Of course, someone could also break into your house and walk off with the passkeys to your entire life, but that seems less likely. At work or at home, we recommend keeping this sheet of paper in a safe place -- like a locked desk drawer or cabinet -- and out of eyesight. Limit the number of people who know where your passwords are, especially to your financial sites.
If you travel often, physically carrying your passwords with you introduces greater risk if you misplace your notebook.
Watch this: Are your login credentials on the dark web? Find out right now
Avoid common words and character combinations in your password
The goal is to create a password that someone else won't know or be able to easily guess. Stay away from common words like "password," phrases like "mypassword" and predictable character sequences like "qwerty" or "thequickbrownfox."
Also avoid using your name, nickname, the name of your pet, your birthday or anniversary, your street name or anything associated with you that someone could find out from social media, or from a heartfelt talk with a stranger on an airplane or at the bar.
Longer passwords are better: 8 characters is a starting point
8 characters are a great place to start when creating a strong password, but longer logins are better. The Electronic Frontier Foundation and security expert Brian Krebs, among manyothers, advise using a passphrase made up of three or four random words for added security. A longer passphrase composed of unconnected words can be difficult to remember, however, which is why you should consider using a password manager.
It's worth repeating that reusing passwords across different accounts is a terrible idea. If someone uncovers your reused password for one account, they have the key to every other account you use that password for.
The same goes for modifying a root password that changes with the addition of a prefix or suffix. For example, PasswordOne, PasswordTwo (these are both bad for multiple reasons).
By picking a unique password for each account, hackers that crack into one account can't use it to get access to all the rest.

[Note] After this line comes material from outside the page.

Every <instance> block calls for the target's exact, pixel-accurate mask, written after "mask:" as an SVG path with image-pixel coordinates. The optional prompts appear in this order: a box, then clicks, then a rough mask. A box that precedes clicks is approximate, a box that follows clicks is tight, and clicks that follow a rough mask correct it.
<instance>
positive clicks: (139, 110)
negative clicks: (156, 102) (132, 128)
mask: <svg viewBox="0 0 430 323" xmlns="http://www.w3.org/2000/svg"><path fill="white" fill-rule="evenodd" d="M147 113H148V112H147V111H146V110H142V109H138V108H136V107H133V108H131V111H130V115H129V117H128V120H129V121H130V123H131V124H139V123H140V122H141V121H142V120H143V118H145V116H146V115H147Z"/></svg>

Avoid using passwords known to be stolen
Hackers can effortlessly use previously stolen or otherwise exposed passwords in automated login attempts called credential stuffing to break into an account. If you want to check if a password you're considering using has already been exposed in a hack, go to Have I Been Pwned and enter the password.
No need to periodically reset your password
For years, changing your passwords every 60 or 90 days was a long-accepted practice, because the thinking went that was how long it took to crack a password.

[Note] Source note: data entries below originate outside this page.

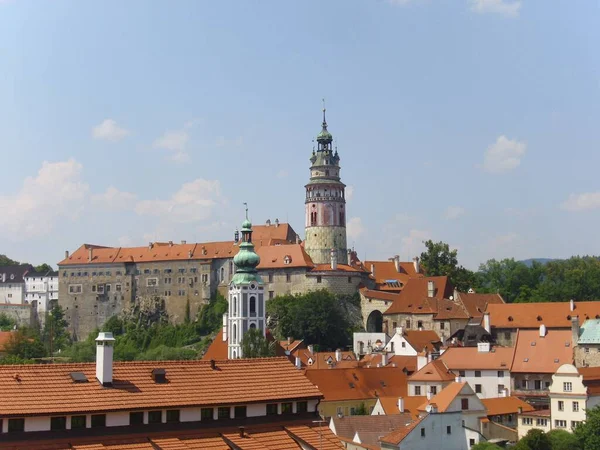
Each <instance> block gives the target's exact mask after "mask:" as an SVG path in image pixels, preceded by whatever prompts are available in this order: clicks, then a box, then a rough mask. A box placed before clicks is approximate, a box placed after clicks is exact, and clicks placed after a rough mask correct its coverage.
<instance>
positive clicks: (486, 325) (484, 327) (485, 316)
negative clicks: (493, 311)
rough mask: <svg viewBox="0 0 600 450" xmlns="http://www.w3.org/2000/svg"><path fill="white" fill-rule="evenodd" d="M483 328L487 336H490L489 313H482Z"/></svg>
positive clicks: (490, 332) (490, 331) (489, 323)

But Microsoft now recommends that unless you suspect your passwords have been exposed, you don't need to periodically change them. The reason? Many of us, by being forced to change our passwords every few months, would fall into bad habits of creating easy-to-remember passwords or writing them on sticky notes and putting them on our monitors.
Use two-factor authentication… but try to avoid text message codes
If thieves do steal your password, you can still keep them from gaining access to your account with two-factor authentication (also called two-step verification or 2FA), a security safeguard that requires you enter a second piece of information that only you have (usually a one-time code) before the app or service logs you in.

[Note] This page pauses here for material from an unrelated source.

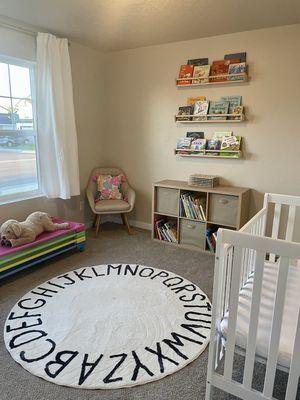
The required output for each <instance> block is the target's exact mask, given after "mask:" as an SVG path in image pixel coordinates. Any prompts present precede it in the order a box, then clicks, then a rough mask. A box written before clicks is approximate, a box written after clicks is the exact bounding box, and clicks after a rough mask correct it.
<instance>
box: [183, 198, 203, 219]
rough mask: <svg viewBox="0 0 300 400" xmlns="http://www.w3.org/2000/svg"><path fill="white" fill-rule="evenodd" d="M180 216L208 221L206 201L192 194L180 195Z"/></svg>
mask: <svg viewBox="0 0 300 400" xmlns="http://www.w3.org/2000/svg"><path fill="white" fill-rule="evenodd" d="M180 216H181V217H184V218H189V219H196V220H198V221H206V200H205V198H204V197H199V196H195V195H193V194H190V193H183V194H181V195H180Z"/></svg>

This way, even if a hacker does uncover your passwords, without your trusted device (like your phone) and the verification code that confirms it's really you, they won't be able to access your account.
While it's common and convenient to receive these codes in a text message to your mobile phone or in a call to your landline phone, it's simple enough for a hacker to steal your phone number through SIM swap fraud and then intercept your verification code.
A much safer way to receive verification codes is for you to generate and fetch them yourself using an authentication app like Authy, Google Authenticator or Microsoft Authenticator. And once you're set up, you can choose to register your device or browser so you don't need to keep verifying it each time you sign in.